Gerecht van eerste aanleg: arrest van 13 juli 2000, Hendrickx/Cedefop, T‑87/99, EU:T:2000:191, punt 37

Gerecht van de Europese Unie: arrest van 20 mei 2010, Commissie/Violetti e.a., T‑261/09 P, EU:T:2010:215, punt 46

Gerecht voor ambtenarenzaken: arrest van 14 april 2011, Clarke e.a./BHIM, F‑82/08, EU:F:2011:45, punten 54, 74, 76 en 81

2.      De formulering van een opzeggingsclausule in de overeenkomst van een tijdelijk functionaris, die voorziet in de verbreking van de overeenkomst in geval de functionaris niet wordt geplaatst op de reservelijst van het eerstvolgende algemeen vergelijkend onderzoek van zijn functiegroep met een specialisatie op het gebied van de industriële eigendom dat wordt georganiseerd door het Europees Bureau voor personeelsselectie, kan in beginsel echter niet uitsluiten dat een vergelijkend onderzoek op het gebied van de intellectuele eigendom onder de bepalingen van de overeenkomst van die functionaris kan vallen, aangezien de specialisatie industriële eigendom integrerend deel uitmaakt van het gebied van de intellectuele eigendom.

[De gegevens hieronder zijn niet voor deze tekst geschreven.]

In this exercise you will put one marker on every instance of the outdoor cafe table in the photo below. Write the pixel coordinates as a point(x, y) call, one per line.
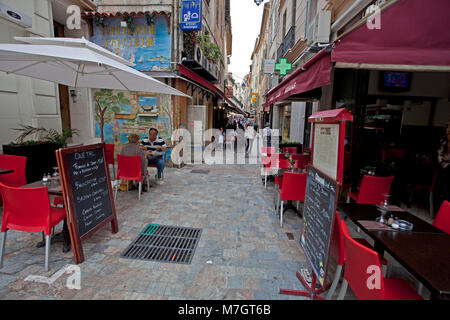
point(424, 251)
point(54, 188)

Dit betekent dat een aankondiging van vergelijkend onderzoek met een specialisatie op het gebied van de intellectuele eigendom onder de bepalingen van de opzeggingsclausule kan vallen en wel niet alleen gelet op de inhoud van die aankondiging, die het theoretische kader van de toetsen bepaalt, maar eveneens gelet op de effectieve voorwaarden voor het houden van de toetsen, welke voorwaarden moeten worden beoordeeld in het licht van de aan de rechter overgelegde elementen en de debatten die tussen de partijen hebben plaatsgevonden.

(cf. punt 57)

3.      Een besluit tot toepassing van een opzeggingsclausule in de overeenkomst van een tijdelijk functionaris, die de handhaving van de arbeidsverhouding afhankelijk stelt van de plaatsing op de reservelijst van een algemeen vergelijkend onderzoek, heeft noch direct noch indirect tot gevolg dat de belanghebbende in vaste dienst wordt aangesteld in de functiegroep en de rang waarvoor een vergelijkend onderzoek is georganiseerd. De belanghebbende kan dus niet met succes stellen dat een dergelijk besluit in strijd is met het beginsel van gelijke behandeling, op grond dat het tot gevolg heeft gehad dat hij, ondanks zijn beroepservaring, in vaste dienst is aangesteld in dezelfde rang als beginners.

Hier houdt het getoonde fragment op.